Мы говорим ‘могли бы’ и ‘должны были бы’ потому, что в действительности наш разночинец никогда не в состоянии будет заслужить одобрение последователя ‘Руси’. Он слишком образован для того, чтобы верить в Бога, и в то же время слишком искренен для того, чтобы лицемерно преклоняться перед ним, считал религию уздою для черни. Наш разночинец, придя в сердечное умиление, может воскликнуть: ‘Народ — это тот человек, который по изгнании из рая (?!) непокорного собрата предпочел остаться там, сказав себе: ладно и так’, — как восклицает Пигасов у Гл. Успенского, но тем не менее он прекрасно понимает, что на самом деле народную жизнь скорее можно сравнить с адом. Чувствует он, что и его собственное положение также совершенно невыносимо, а потому у него и не может быть мира с абсолютизмом. Ему нельзя миновать борьбы или, по крайней мере, мирной оппозиции. Он может в изнеможении опустить руки, как опускают их легальные народники, может подчиниться силе, но никогда искренно не примирится да с существующим порядком. Он всегда будет стремиться к мирному или революционному переустройству наших общественных отношений. Но пока он будет искать себе поддержки только между Иванами Ермолаевичами, до тех пор у него не будет никакой поддержки.

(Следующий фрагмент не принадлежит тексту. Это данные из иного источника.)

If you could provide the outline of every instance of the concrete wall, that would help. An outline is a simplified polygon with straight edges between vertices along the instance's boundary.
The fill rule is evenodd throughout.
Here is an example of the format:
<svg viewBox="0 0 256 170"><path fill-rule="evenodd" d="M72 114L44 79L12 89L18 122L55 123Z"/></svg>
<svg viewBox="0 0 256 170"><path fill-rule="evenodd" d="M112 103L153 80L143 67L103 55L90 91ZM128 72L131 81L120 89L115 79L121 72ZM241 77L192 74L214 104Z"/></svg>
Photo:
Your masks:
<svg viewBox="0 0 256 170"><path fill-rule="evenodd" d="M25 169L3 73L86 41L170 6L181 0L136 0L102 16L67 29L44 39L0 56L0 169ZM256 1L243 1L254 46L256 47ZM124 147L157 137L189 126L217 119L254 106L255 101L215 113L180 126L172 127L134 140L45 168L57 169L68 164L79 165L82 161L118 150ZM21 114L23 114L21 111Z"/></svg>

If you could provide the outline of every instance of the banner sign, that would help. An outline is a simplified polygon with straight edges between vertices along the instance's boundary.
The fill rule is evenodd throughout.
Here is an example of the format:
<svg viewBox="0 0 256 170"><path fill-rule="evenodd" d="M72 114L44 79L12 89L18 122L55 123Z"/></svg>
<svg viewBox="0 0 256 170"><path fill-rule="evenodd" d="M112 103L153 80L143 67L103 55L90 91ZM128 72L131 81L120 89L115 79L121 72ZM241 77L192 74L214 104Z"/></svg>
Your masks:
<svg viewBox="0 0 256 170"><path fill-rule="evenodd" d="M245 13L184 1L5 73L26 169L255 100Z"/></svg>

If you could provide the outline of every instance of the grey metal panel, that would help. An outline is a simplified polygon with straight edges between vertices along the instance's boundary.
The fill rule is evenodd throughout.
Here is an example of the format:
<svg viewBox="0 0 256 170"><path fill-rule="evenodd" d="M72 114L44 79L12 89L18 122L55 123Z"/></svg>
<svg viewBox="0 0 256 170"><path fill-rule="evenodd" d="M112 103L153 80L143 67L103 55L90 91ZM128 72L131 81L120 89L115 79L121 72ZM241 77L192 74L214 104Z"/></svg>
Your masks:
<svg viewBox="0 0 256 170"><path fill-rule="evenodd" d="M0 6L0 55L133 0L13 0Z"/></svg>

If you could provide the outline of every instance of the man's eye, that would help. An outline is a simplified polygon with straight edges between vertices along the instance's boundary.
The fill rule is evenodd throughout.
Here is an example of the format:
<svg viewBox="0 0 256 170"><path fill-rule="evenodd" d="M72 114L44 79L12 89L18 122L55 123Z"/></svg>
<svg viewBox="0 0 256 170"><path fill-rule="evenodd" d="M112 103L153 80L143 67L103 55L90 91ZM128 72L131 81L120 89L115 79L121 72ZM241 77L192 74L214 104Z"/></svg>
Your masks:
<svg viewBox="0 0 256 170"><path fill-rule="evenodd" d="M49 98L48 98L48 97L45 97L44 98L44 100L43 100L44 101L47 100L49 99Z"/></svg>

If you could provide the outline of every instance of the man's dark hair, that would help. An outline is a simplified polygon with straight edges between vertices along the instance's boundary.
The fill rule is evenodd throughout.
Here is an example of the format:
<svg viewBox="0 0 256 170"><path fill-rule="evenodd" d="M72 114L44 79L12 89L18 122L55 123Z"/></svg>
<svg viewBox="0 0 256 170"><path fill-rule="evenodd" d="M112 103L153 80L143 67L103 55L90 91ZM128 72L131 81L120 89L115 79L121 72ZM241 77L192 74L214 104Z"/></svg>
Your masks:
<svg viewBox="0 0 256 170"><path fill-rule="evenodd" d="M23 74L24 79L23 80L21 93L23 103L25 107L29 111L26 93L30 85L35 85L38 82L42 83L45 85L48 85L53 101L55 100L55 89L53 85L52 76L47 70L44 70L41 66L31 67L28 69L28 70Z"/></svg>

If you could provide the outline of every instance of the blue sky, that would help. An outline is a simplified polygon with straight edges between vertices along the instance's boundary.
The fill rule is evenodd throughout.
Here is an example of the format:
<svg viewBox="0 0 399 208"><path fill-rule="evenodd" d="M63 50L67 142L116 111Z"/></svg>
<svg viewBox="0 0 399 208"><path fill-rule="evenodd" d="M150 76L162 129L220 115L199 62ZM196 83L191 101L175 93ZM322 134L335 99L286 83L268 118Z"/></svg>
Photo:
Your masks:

Идеализированный им ‘народ’ (т. е. ‘хозяйственный’ крестьянин) останется глух к его призывам. Вот почему, продолжая держаться народнической точки зрения, он всегда будет находиться в самом ложном и противоречивом положении. Он будет сочинять неокладные общественные теории, открывать давно уже открытые Америки, не имея действительной связи с жизнью, не чувствуя никакой прочной почвы поя ногами. Задача плодотворной общественной деятельности останется для него неразрешимой задачей.
Унылое настроение, давно уже заметное в среде наших народников из нашей легальной народнической литературе, как нельзя лучше подтверждает сказанное. У наших легальных ‘новых людей’ выработался даже особый язык, прекрасно характеризующий всю безнадежность их положения. Несколько лет тому назад они вели со славянофилами ожесточенные споры о том, как следует плакать, ‘с народом’, или ‘о народе’. И действительно, им не остается ничего более, как плакать, — плакать о том, что правительство угнетает и разоряет народ, плакать о нашествии на нас ‘цивилизации’ и о том, что Ивану Ермолаевичу остается ‘много-много десять лет’ жизни, наконец, горше и больше всего им приходится оплакивать свое собственное безнадежное положение.
Мы уже видели: крестьянская Азия упорно, с энергией, со страстью, ‘сверкая глазами’, отрицает ‘интеллигентную’ Европу.
Прочна суровая среда Где поколения людей Живут и гибнут без следа
И без урока для детей!

X.

Впрочем, что же мы говорим о безвыходном положении нашего народника! Выходы есть, их указывают сами народнические писатели. По некоторым сочинениям г. Златовратского можно думать, что он видит этот выход в известной теории графа Л. Толстого. Оно, конечно, почему бы нашим народникам и не усвоить этого учении? Но странным и неожиданным образом оно приводит к тому выводу, что ‘мужику земли нужно ровно три аршина, чтобы было где его похоронить’, а такой выход есть прямое отрицание народничества. Гл. Успенский видит выход в святой и безмятежной жизни ‘трудами рук своих’. В ‘Дворянском гнезде’ Лаврецкий говорит Паншину, что будет ‘пахать землю и стараться как можно лучше ее вспахать’. То же самое советует Гл. Успенский и нашим ‘новым людям’. Но выход ли это, и если — выход, то для кого? Во всяком случае не для ‘народа’, который и теперь пашет землю и старается как можно лучше ее вспахать, насколько позволяют, конечно, его первобытные земледельческие орудия. Через этот узкий выход ни в каком случае не пройдет к своему освобождению русский крестьянин. Через него могут протискаться разве только несколько человек из ‘скучающей публики’, да и те наверное не пришли бы через него ни к какой свободе, если бы даже и не были немедленно изловлены урядником и водворены на прежнее место жительства. А при современных порядках дело легко может принять этот последний оборот. Цитированные уже ‘Письма из деревни’ т. Энгельгардта способны разочаровать на этот счет самого крайнего оптимиста.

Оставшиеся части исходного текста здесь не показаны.